SSL error handling

[winstonma]

Daniel, I think the browser is getting better and better.

I currently faced an issue. I read the online article Hands on Review of the Hisense A9 4G E INK Android 11 Smartphone but I am having trouble viewing the content using einkbro. When I tried another browser it is working normally.

I tried the website on my eink device as well as my tablet and got the same behavior. Please take a look and let me know how I could got problem fixed. Thanks a lot.

[plateaukao]

Hi, @winstonma
I can read the article without any issues on latest version (9.1.0).

May I know how did you get the web link? If it's something you searched on google, and it is listed on top of the link results; these links may be with google ad redirection, that will be identified as advertisement.

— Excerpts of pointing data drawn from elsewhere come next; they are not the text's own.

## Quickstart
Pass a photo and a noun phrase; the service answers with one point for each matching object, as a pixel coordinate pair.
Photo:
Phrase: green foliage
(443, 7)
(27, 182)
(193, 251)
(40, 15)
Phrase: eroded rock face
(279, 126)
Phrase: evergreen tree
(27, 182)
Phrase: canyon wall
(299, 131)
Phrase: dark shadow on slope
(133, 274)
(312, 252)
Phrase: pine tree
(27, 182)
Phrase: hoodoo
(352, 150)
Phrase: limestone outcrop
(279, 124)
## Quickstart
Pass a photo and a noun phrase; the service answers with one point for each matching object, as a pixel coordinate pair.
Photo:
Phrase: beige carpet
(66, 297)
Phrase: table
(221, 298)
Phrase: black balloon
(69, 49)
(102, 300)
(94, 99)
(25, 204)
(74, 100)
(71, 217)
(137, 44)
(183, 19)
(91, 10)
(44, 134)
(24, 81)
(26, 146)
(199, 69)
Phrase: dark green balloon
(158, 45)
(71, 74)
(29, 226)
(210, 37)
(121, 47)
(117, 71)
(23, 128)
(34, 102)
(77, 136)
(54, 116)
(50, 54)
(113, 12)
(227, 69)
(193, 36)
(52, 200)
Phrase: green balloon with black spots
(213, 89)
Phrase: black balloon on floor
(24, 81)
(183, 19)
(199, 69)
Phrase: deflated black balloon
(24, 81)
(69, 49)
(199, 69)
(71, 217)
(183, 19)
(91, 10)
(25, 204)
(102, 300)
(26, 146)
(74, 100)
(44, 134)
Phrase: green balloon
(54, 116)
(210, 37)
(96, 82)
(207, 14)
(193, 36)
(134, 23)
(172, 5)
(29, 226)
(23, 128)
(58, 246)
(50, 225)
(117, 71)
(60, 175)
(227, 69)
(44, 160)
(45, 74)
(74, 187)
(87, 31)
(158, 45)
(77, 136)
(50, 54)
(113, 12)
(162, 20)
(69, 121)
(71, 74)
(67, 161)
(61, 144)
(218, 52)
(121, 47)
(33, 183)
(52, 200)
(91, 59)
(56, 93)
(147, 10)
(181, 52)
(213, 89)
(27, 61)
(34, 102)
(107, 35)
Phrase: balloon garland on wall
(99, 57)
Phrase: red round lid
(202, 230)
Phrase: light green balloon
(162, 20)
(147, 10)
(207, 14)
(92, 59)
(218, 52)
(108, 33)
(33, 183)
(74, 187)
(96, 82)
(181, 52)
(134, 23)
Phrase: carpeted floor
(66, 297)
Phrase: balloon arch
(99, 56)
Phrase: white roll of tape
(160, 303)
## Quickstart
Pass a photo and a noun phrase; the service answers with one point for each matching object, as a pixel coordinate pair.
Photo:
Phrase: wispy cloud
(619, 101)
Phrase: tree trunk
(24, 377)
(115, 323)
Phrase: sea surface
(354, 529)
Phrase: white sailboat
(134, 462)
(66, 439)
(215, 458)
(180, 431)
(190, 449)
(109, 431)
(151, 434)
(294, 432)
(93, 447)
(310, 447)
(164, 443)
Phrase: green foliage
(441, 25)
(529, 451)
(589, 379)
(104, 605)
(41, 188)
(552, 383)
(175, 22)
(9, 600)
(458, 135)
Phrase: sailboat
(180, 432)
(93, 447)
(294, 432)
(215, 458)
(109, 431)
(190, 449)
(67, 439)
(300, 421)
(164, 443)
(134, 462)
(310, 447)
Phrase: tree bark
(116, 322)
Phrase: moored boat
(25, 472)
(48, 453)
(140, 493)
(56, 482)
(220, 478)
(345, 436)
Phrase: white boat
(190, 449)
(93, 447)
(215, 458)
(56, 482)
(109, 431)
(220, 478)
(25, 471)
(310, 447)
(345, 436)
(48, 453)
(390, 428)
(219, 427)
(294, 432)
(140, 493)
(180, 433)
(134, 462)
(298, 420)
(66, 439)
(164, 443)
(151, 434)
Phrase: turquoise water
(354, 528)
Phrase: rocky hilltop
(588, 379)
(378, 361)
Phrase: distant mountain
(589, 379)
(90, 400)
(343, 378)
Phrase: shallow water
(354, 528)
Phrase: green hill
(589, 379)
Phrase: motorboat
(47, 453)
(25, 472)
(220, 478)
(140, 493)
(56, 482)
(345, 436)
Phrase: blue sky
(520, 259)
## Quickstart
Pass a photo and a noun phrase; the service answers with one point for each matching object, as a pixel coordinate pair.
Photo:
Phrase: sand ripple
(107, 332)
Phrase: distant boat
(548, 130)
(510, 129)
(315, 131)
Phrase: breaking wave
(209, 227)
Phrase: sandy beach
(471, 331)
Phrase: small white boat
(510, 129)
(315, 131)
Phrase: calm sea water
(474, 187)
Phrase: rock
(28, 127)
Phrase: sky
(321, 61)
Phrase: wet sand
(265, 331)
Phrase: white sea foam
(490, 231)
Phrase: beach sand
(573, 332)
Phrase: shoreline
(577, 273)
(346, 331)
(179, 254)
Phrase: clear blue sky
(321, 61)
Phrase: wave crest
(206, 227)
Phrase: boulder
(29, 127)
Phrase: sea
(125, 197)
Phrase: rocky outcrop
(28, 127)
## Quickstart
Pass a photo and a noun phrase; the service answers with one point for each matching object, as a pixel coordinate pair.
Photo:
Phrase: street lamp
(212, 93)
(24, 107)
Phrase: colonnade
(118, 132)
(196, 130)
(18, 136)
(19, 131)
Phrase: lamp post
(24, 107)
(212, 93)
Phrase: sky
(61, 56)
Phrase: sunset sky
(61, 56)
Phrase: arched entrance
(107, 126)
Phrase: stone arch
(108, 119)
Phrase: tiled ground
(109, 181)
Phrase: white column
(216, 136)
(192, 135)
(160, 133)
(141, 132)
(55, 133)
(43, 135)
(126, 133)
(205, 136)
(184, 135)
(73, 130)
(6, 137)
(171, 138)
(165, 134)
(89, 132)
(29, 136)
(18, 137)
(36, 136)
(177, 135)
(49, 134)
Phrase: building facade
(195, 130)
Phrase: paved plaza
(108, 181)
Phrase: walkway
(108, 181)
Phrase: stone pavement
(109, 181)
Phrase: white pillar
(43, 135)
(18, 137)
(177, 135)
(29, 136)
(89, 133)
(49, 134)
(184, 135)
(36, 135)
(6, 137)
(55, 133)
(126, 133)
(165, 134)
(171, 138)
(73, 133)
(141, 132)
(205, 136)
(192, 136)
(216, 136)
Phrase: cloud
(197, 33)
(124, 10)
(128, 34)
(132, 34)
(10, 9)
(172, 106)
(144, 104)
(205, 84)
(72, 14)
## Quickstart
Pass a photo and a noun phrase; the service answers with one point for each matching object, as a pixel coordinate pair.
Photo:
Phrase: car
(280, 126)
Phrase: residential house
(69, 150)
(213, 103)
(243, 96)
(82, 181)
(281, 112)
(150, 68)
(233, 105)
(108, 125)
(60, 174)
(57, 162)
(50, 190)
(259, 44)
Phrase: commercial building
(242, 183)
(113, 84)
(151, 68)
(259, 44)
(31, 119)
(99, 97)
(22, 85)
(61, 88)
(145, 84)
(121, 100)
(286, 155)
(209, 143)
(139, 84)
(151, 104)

Also, in addition to that url, is it possible to access other links on goodreader? for example: https://goodereader.com/blog/reviews

[winstonma]

Sorry I think I should highlight few things

1. I am using Pihole on my router so it would block ads using host file, of coz I subscribed to other list as well. After disabling the Pihole I can view the page again. As a reference I can view the webpage using other browsers when Pihole is enabled.
2. This problem is not v9.1 specific, it also happens to v9.0. I didn't check anything before.
3. I couldn't access the review page as well

[plateaukao]

May I know what's the error message on the screen? Also, since I don't know the underlying mechanism of Pihole, you may need to check logs from Pihole and see if something goes wrong when EinkBro tries to access that web site.

[winstonma]

Pihole blocks ad server access via the host file (exactly same as Adaway in Android). Also the Pihole log only log what's go through and what's get blocked. Like the image below:

Actually I think this is the full test case and first of all your device need to be rooted

1. Download Adaway apk and install Adaway
2. Open Adaway, and add addition adlist (Energized Basic)
3. Open https://goodereader.com/blog/reviews using einkbro

Then I got empty webpage like the screenshot below:

[winstonma]

If you don't mind I could install a debug version of einkbro and it could capture more info.

[plateaukao]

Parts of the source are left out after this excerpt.